We believe it has to some degree, especially in Nigeria and Kenya – the main drivers of economic growth in West and East Africa respectively. The apparent increase in violence is a disturbing trend that is having a negative impact on the image of these countries and is resulting in potential top international talent seeking employment opportunities in what they perceive to be more stable and secure parts of the world.

The main protagonists of the escalating conflict over the past three or four years are Islamist extremist groups Boko Haram in Nigeria and al-Shabaab in Kenya. What many onlookers fail to recognise is that the violence is limited to certain regions within these countries. In Nigeria, the conflict is taking place mainly across the north, north-west and north-east of the country. Lagos and much of the south – where most of Nigeria’s oil activity is situated offshore – have not been affected. In Kenya, violent incidents are fairly isolated, and the country’s security forces are united in opposing any threats to the safety of citizens by Somalian militant group al-Shabaab.

The problem is that there is still a perception in much of the world of “Africa as one country”. While the violence is limited only to certain areas, it does tend to strengthen what I like to call the traditional “WWF” view of Africa – as a continent of Wildlife, War and Famine. The bad news we read every day about the activities of Boko Haram and al-Shabaab merely serves to enhance the West’s perception of Africa as a whole “being in a mess”, despite the fact that militant activities may be thousands of kilometres away from the operations of the multinationals invested on the continent.

Expats considering taking up executive positions in emerging markets in Africa would do well to bear in mind that countries such as Nigeria and Kenya have significant populations. Violent incidents usually take place in densely populated and poverty-stricken areas with little or no security. There are exceptions of course, such as the attack on the Westgate shopping mall in Nairobi by al-Shabaab in 2013. Generally however, the security arrangements of most multinationals for their expat executives have markedly lowered the odds of being impacted directly and personally by regional conflicts.

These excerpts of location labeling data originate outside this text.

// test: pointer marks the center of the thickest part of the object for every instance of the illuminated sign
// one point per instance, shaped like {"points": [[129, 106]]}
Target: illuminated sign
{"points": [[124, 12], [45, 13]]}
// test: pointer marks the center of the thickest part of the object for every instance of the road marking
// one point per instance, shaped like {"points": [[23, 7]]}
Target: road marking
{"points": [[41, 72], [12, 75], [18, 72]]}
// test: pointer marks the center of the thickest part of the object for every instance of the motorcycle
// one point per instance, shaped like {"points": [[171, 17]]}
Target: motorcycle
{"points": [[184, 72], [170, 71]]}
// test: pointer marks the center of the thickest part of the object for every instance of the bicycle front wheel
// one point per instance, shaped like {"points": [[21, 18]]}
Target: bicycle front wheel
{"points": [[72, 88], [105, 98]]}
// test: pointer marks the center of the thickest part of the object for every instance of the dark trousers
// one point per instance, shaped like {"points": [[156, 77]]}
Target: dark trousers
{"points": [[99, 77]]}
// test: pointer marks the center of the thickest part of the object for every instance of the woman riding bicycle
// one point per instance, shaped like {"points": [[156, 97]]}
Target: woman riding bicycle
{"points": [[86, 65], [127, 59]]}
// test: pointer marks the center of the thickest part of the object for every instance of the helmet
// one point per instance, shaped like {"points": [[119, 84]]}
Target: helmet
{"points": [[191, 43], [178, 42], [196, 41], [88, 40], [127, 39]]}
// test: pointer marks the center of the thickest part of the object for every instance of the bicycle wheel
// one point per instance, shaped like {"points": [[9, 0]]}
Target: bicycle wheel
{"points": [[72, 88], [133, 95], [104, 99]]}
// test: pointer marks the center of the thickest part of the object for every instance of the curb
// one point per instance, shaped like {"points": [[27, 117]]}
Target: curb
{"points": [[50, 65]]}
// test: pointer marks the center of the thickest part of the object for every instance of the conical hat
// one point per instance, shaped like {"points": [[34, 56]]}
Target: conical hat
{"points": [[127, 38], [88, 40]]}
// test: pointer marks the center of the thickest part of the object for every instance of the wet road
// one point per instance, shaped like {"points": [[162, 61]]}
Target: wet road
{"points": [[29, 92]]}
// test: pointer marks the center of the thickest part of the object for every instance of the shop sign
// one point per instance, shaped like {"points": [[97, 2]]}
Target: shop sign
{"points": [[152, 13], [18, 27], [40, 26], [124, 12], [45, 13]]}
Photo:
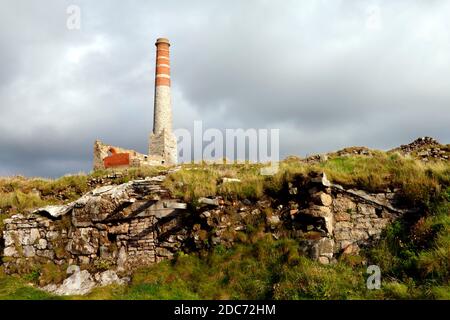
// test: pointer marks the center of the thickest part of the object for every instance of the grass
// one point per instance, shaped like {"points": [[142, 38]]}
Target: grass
{"points": [[413, 254]]}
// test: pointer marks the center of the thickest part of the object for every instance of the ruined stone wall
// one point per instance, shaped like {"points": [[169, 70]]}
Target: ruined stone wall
{"points": [[138, 223], [102, 157]]}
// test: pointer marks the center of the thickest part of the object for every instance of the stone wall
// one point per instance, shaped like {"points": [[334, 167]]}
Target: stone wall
{"points": [[138, 223]]}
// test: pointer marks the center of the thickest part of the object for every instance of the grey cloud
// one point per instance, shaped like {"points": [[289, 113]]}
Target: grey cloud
{"points": [[328, 74]]}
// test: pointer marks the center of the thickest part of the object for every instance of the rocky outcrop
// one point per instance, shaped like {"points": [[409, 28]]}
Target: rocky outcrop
{"points": [[426, 149], [138, 223]]}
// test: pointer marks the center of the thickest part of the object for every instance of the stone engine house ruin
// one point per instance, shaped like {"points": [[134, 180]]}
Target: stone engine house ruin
{"points": [[139, 223], [162, 148]]}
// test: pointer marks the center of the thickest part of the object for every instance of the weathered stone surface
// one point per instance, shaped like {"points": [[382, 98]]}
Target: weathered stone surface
{"points": [[138, 223], [79, 283], [84, 241], [322, 199]]}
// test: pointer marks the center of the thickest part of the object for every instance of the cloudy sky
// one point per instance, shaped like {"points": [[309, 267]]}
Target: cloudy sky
{"points": [[328, 74]]}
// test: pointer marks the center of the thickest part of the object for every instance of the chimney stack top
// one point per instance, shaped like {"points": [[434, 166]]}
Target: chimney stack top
{"points": [[162, 40]]}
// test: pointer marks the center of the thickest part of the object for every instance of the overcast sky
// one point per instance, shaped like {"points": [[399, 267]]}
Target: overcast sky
{"points": [[328, 74]]}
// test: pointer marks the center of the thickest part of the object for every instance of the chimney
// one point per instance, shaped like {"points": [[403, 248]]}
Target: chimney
{"points": [[162, 140]]}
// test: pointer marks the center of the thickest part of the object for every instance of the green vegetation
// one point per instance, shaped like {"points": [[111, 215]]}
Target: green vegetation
{"points": [[413, 254]]}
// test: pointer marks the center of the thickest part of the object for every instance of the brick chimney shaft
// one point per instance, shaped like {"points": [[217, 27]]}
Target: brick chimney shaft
{"points": [[163, 105]]}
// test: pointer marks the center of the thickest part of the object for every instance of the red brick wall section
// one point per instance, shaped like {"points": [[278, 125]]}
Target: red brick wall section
{"points": [[117, 160]]}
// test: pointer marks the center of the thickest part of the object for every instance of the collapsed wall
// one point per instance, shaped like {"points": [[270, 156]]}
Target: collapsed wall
{"points": [[107, 156], [139, 223]]}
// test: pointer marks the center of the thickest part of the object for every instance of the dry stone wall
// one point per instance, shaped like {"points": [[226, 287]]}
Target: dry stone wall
{"points": [[139, 223]]}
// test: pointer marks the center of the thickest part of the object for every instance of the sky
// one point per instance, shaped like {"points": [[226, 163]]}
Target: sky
{"points": [[328, 74]]}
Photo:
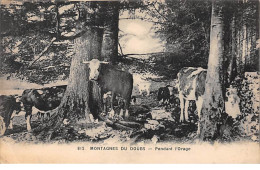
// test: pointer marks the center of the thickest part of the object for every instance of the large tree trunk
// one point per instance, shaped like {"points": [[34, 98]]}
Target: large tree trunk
{"points": [[213, 103], [73, 114], [110, 36]]}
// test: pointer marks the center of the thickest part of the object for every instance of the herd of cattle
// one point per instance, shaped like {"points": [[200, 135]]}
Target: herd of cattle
{"points": [[113, 83]]}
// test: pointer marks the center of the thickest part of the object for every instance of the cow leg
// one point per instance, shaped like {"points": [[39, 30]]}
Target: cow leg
{"points": [[48, 115], [39, 115], [28, 121], [11, 120], [199, 107], [112, 112], [182, 102], [42, 117], [2, 126], [28, 115], [186, 113]]}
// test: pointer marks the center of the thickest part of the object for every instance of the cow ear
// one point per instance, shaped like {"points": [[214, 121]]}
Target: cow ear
{"points": [[40, 91], [104, 62], [85, 62]]}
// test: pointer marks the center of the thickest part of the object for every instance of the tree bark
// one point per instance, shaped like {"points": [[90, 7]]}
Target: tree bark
{"points": [[109, 50], [73, 114], [213, 103]]}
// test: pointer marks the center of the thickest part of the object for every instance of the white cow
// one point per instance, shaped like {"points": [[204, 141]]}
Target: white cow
{"points": [[191, 86]]}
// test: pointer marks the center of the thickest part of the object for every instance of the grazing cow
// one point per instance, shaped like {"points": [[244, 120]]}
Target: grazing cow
{"points": [[232, 103], [163, 95], [44, 99], [109, 79], [8, 107], [166, 95], [191, 86]]}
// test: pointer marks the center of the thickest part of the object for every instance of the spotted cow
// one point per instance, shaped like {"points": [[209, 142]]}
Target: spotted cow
{"points": [[120, 83], [191, 86], [9, 106], [44, 100]]}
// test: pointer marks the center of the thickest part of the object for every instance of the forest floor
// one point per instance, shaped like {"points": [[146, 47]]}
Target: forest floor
{"points": [[159, 124]]}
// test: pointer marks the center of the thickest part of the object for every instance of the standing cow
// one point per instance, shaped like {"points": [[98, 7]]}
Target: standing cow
{"points": [[8, 108], [166, 95], [44, 99], [191, 86], [109, 79]]}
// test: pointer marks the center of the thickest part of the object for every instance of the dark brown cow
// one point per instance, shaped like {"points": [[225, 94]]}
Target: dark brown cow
{"points": [[44, 99], [191, 86], [119, 82], [8, 108]]}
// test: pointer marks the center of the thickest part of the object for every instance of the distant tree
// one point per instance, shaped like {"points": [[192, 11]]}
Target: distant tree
{"points": [[213, 101], [110, 36]]}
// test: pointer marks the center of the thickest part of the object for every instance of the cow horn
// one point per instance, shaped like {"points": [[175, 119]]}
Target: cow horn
{"points": [[104, 62], [85, 62]]}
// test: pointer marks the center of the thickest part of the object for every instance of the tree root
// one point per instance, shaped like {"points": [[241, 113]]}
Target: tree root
{"points": [[123, 125]]}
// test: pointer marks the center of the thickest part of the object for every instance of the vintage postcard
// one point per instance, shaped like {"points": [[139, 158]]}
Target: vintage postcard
{"points": [[144, 82]]}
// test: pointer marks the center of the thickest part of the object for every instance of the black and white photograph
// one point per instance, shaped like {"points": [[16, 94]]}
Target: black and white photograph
{"points": [[129, 81]]}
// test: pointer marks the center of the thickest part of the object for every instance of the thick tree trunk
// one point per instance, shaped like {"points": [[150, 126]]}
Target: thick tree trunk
{"points": [[73, 114], [110, 36], [213, 103], [232, 72], [75, 100]]}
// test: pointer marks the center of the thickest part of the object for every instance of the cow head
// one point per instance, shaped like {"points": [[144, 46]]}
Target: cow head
{"points": [[94, 68]]}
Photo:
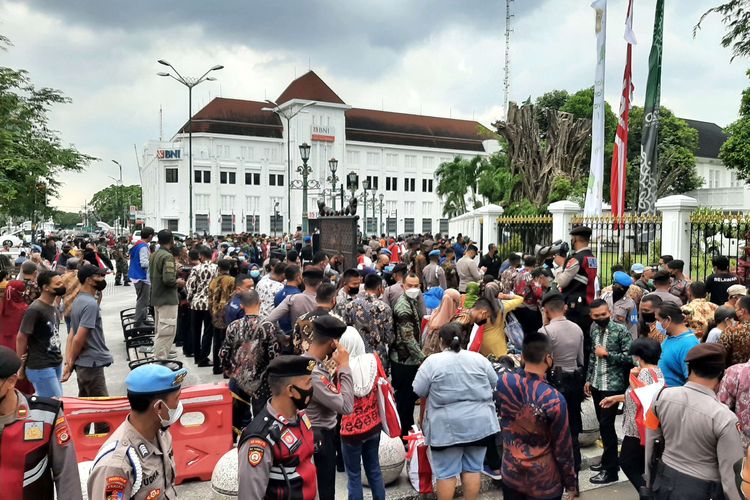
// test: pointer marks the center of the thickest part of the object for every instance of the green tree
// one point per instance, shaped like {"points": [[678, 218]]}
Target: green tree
{"points": [[455, 180], [678, 143], [736, 17], [32, 155], [110, 203], [735, 152]]}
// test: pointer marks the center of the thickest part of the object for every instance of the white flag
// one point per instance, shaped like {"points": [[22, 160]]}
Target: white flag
{"points": [[595, 185]]}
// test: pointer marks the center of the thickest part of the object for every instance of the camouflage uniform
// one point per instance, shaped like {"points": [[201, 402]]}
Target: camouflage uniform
{"points": [[120, 254]]}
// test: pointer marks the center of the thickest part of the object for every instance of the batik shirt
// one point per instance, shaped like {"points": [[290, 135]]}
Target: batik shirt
{"points": [[734, 392], [698, 314], [608, 373], [197, 285], [373, 319], [537, 448], [736, 340], [250, 344], [219, 294]]}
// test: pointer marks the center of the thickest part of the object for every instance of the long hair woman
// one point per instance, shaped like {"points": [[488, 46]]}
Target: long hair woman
{"points": [[460, 413]]}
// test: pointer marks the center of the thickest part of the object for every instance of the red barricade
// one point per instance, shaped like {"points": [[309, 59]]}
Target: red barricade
{"points": [[199, 439]]}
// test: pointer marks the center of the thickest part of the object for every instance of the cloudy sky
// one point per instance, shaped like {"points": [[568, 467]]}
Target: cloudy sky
{"points": [[437, 57]]}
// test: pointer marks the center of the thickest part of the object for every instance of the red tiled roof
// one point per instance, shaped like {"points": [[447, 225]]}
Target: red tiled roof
{"points": [[311, 88], [236, 117]]}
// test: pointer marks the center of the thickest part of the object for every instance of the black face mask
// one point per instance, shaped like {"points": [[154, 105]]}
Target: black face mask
{"points": [[602, 322], [304, 399]]}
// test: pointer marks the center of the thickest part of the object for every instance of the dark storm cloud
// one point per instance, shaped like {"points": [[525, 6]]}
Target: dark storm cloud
{"points": [[373, 31]]}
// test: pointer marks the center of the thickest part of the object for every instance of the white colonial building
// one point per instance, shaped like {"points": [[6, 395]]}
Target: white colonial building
{"points": [[240, 170]]}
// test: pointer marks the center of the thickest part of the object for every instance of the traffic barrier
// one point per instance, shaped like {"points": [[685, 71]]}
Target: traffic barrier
{"points": [[199, 439]]}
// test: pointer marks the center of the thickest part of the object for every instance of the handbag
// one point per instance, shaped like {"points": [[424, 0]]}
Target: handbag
{"points": [[418, 462], [389, 420]]}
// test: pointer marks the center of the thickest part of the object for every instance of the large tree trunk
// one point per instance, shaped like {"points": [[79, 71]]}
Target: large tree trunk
{"points": [[537, 160]]}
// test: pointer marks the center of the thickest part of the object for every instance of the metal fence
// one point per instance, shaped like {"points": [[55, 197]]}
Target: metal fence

Before discarding the idea of an executive position with a multinational in an African country due to fears of political violence, we advise potential candidates to:

  • Develop a full understanding of the political issues of the country in question, as well as the surrounding region. This often leads to the realisation that violent incidents are relatively isolated and confined to specific areas. Speak to other expats who have spent some time in the country, as well as diplomats, who often have deep insights into national issues and challenges.
  • Before making a final decision on either to invest in a country or to take up a position with a multinational, pay a lengthy visit to the particular country. Get to know the people. A place may turn out to be completely different to preconceived ideas about it.
  • Understand what security measures are being put in place by the multinational, such as home security and evacuation plans if necessary. On the other hand, it is not necessary to get carried away – armed guards are in all likelihood not required to drive the kids to school every day. Be realistic as opposed to fear-driven.

Africa is still a continent of tremendous opportunity, and despite the isolated conflicts, a place that is a lot more predictable and stable than it was in earlier times. Armed with information rather than just perception, international executives can gain invaluable emerging market experience on what is still a rising continent – in our view, the African growth story has only just begun.